We had an awful doing, as Bunker would call it—by the way, did he pull off his tennis match against Turner on breaking-up day?—when we got to Paris. The row at Holborn was a fool to it. Just fancy, they made Jim and me open both our portmanteaux and hat-boxes before they would let us leave the station! I can tell you, old man, I’m scarcely cool yet after that disturbance, and if it hadn’t been for Jim I guess they’d have found out how a “Rug” can kick out! Jim says it’s the regular thing, and they collar all the cigars they can find. All I can say is, it’s robbery and cool cheek, and I wish you or some of the fellows would write to the Times or the Boy’s Own Paper and get it stopped. We had to turn every blessed thing out on the counter, and pack up again afterwards. It’s a marvel to me how the mater stowed all the things away. I couldn’t get half of them back, and had to shove the rest into my rug and tie it up at the corners like a washerwoman’s bundle. Jim’s too easy-going by half. I’m certain, if he’d backed me up, we could have hacked over the lot of them; and I shouldn’t have lost that spare pair of bags, which I forgot all about in the shindy. I hope there’ll be a war with France soon. We were jolly fagged when we got to the inn, I can tell you. The old woman had got the pater’s letter, so she expected us. She’s rather an ass, and must have been getting up her English for our benefit, for she’s called us “nice young Englese gentilman” about a hundred times already.

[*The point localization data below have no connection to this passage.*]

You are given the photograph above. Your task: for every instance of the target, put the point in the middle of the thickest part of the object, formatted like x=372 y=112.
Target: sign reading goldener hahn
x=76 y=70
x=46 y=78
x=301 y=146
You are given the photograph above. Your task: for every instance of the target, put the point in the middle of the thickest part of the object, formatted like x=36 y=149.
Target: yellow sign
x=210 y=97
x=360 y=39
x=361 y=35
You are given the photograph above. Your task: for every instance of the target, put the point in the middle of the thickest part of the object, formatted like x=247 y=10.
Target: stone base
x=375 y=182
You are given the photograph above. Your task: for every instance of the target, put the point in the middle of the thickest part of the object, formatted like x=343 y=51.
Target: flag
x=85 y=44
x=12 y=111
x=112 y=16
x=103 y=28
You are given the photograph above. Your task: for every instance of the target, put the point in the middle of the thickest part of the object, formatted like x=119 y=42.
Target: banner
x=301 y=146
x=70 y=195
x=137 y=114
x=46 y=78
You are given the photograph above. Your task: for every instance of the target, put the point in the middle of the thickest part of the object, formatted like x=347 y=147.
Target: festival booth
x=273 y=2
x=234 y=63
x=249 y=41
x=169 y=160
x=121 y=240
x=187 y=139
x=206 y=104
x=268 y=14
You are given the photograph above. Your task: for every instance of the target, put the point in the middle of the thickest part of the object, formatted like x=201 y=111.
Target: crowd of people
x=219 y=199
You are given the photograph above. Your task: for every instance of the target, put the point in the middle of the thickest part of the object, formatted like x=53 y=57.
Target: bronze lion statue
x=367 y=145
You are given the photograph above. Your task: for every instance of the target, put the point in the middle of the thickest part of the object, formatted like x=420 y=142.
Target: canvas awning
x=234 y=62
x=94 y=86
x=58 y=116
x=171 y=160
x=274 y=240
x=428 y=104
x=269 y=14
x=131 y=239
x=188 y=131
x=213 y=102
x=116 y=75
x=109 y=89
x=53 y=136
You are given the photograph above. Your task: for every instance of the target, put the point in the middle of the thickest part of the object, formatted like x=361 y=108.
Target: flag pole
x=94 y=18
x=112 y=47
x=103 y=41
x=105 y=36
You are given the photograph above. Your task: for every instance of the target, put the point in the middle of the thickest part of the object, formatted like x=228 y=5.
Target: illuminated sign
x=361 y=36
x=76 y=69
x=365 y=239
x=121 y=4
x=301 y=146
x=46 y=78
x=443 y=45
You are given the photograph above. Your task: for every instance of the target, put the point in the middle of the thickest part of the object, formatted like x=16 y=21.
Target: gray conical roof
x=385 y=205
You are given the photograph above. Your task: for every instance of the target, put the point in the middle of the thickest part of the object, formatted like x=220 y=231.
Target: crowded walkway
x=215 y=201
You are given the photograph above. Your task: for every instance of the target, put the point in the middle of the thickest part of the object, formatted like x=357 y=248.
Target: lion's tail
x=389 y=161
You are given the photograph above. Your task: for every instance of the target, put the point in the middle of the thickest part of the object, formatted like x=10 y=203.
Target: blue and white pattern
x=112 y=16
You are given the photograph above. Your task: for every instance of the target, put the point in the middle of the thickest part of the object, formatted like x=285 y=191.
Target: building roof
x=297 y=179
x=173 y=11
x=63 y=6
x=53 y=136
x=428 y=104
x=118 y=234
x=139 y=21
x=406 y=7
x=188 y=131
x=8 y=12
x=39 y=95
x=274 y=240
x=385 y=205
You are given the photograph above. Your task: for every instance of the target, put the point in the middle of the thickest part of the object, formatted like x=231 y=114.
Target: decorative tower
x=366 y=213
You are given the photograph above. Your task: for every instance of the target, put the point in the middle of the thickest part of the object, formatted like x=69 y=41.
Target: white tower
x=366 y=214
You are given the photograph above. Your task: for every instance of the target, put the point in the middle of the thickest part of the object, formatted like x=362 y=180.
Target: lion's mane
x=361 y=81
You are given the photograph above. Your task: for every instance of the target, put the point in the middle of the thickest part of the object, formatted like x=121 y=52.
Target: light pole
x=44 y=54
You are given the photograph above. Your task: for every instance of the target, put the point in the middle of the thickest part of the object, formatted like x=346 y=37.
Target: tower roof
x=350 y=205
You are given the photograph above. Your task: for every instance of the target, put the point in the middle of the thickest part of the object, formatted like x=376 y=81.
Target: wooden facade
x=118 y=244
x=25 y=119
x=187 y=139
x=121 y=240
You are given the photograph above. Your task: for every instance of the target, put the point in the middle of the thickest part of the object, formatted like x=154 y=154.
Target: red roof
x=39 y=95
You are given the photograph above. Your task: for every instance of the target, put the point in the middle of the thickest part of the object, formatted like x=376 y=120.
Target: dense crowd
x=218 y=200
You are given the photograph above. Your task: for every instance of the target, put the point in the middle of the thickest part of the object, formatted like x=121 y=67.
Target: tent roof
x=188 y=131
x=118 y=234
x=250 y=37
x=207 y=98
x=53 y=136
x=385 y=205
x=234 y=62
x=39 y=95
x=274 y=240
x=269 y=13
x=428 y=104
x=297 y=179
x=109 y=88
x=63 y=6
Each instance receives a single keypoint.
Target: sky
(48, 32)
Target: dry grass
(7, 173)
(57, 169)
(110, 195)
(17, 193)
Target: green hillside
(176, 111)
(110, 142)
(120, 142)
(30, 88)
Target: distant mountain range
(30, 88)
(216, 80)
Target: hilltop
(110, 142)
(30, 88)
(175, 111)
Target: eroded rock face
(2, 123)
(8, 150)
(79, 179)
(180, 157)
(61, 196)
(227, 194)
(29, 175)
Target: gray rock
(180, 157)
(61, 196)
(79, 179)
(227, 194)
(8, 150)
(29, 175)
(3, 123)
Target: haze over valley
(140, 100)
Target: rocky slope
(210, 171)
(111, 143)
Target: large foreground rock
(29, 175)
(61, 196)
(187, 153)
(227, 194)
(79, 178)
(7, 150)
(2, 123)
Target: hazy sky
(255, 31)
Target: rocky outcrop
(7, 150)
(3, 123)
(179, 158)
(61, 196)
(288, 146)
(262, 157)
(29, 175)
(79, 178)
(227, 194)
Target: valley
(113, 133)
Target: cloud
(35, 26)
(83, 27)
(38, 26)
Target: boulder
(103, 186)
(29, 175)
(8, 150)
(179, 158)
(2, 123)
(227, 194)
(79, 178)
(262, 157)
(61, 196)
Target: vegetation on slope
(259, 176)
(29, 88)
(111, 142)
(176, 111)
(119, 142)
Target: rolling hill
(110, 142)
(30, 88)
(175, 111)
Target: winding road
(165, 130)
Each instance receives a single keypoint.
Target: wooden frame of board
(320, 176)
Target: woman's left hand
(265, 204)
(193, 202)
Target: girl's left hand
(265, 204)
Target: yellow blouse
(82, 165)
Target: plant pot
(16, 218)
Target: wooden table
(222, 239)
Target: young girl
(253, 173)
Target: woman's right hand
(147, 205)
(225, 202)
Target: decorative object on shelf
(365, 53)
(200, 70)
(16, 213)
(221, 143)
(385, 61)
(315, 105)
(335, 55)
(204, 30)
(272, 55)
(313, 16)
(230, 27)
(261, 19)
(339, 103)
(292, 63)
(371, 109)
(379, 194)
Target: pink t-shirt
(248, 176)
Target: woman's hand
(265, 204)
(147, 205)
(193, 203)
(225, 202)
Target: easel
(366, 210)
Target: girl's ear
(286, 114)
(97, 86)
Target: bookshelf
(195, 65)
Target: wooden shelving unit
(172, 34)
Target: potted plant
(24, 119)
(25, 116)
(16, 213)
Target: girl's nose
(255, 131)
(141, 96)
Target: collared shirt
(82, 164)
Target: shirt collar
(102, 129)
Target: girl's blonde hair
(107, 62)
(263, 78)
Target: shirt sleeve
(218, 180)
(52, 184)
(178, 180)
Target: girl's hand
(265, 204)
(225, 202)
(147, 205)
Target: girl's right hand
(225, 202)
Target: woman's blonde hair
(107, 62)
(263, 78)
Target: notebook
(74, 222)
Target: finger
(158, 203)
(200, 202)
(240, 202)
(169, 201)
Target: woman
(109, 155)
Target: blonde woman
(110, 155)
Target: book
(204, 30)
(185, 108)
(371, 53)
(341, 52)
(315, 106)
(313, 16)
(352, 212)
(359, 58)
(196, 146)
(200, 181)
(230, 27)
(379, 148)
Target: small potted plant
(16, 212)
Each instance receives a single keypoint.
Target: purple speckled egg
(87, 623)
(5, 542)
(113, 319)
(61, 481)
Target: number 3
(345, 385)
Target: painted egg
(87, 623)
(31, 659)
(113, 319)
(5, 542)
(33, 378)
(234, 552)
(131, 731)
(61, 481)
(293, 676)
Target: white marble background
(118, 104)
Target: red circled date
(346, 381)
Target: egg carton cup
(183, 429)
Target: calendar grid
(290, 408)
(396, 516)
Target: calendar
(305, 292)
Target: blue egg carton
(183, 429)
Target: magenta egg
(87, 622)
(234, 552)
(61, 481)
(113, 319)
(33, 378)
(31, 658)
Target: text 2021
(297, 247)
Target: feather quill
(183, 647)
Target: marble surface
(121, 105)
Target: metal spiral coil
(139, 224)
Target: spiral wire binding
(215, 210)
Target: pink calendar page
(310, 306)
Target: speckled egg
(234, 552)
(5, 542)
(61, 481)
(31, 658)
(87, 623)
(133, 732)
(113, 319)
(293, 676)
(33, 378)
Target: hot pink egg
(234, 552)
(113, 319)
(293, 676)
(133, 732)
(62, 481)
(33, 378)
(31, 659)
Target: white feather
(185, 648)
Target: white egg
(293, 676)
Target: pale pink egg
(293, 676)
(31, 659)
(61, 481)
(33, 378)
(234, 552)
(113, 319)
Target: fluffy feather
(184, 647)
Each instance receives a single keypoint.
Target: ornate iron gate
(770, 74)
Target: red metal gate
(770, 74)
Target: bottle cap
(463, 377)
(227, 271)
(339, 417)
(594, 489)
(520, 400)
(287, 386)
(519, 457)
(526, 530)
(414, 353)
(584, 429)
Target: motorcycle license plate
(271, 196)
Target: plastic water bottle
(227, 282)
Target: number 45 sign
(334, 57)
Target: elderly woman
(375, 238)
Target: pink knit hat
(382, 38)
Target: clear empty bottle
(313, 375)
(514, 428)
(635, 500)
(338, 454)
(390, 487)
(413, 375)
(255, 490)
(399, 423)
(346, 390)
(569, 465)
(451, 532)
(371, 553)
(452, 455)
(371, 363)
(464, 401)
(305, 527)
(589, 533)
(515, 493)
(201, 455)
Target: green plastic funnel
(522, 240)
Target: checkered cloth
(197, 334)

I don’t think Jim’s got over the blues he had watching the English coast yesterday. He’s asleep still, so I’m writing this while I’m waiting for him to come to breakfast. I shall not wait much longer, I can tell you. Ta-ta! Remember me to any of the old crowd you see; also to your young sister.
Yours truly, Thomas Hooker.
P.S.—By the way, see what your French dixy says for doughnut, and let me know by return. We’re going on to Switzerland in a day or two.
Paris, August 6.
Dear Gus,—The dictionary word of yours won’t wash here. We’ve tried it all round Paris, and you might as well talk Greek to them. I don’t believe there’s any word in the language for dough-nut. Jim’s not bad at French, either. We should be regularly floored if it wasn’t for him. And I expect they guess by his accent he comes from Rugby, for fellows all touch their hats to him.